The above argument allows us to reformulate the MAP problem as \begin{eqnarray} {\arg \max_{q\in Q}} \sum_{c\in C} \sum_{x_c} q_c(x_c) \log \psi_c(x_c) = {\arg \max_{(q_{i\in V}, q_{c\in C}) \in M}} \sum_{c\in C} \sum_{x_c} q_c(x_c) \log \psi_c(x_c). \end{eqnarray} For simplicity we often write this as ${\arg \max_{q \in M}} \sum_{c\in C} \sum_{x_c} q_c(x_c) \log \psi_c(x_c)$.
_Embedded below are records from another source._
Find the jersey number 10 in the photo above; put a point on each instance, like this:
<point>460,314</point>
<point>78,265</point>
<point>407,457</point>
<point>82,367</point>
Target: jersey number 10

The Local Marginal Polytope

Finally, we have all of the ingredients that we need in order to construct an approximate version of the MAP optimization problem. The optimization problem \begin{eqnarray} {\arg \max_{(q_{i\in V}, q_{c\in C}) \in M}} \sum_{c\in C} \sum_{x_c} q_c(x_c) \log \psi_c(x_c) \end{eqnarray} is sometimes referred to as an integer programming problem. Integer programming problems are constrained optimization problems in which you are asked to maximize a linear function over vectors of integers subject to a series of linear constraints. Integer programming problems are in general NP-hard. However, linear programming problems, in which you are asked to maximize a linear function over vectors of real numbers subject to a series of linear constraints, are known to be solvable in polynomial time. We can always obtain a linear programming problem from an integer programming problem by relaxing the integrality constraint. Speifically, consider the local marginal polytope, $L$, which is obtained by relaxing the integrality constraint in the marginal polytope. A collection of marginals $(q_{i\in V}, q_{c\in C}) \in L$ if \begin{align*} &\text{For all }c\in C, i\in c, x_i\in\{1,\ldots,d\},& \sum_{x'_c:x'_i = x_i} q_c(x'_c) = q_i(x_i)\\ &\text{For all }i\in V,& \sum_{x_i} q_i(x_i) = 1\\ &\text{For all }i\in V, x_i\in\{1,\ldots,d\},& q_i(x_i)\in [0,1]\\ &\text{For all }c\in C, x_c\in\{1,\ldots,d\}^{|c|},& q_c(x_c)\in [0,1]. \end{align*}

Notice that the only difference between $M$ and $L$ are the final two constraints. As $M \subseteq L$ we must have that \begin{eqnarray} {\max_{(q_{i\in V}, q_{c\in C}) \in M}} \sum_{c\in C} \sum_{x_c} q_c(x_c) \log \psi_c(x_c) \leq {\max_{(q_{i\in V}, q_{c\in C}) \in L}} \sum_{c\in C} \sum_{x_c} q_c(x_c) \log \psi_c(x_c). \end{eqnarray} Sometimes these two optimization problems are equivalent, though this is typically not the case. However, we are often willing to settle for an upper bound on the MAP problem in practice as linear programming problems can be solved in polynomial time while the exact MAP inference problem does not typically admit a polynomial time solution for arbitrary MRFs.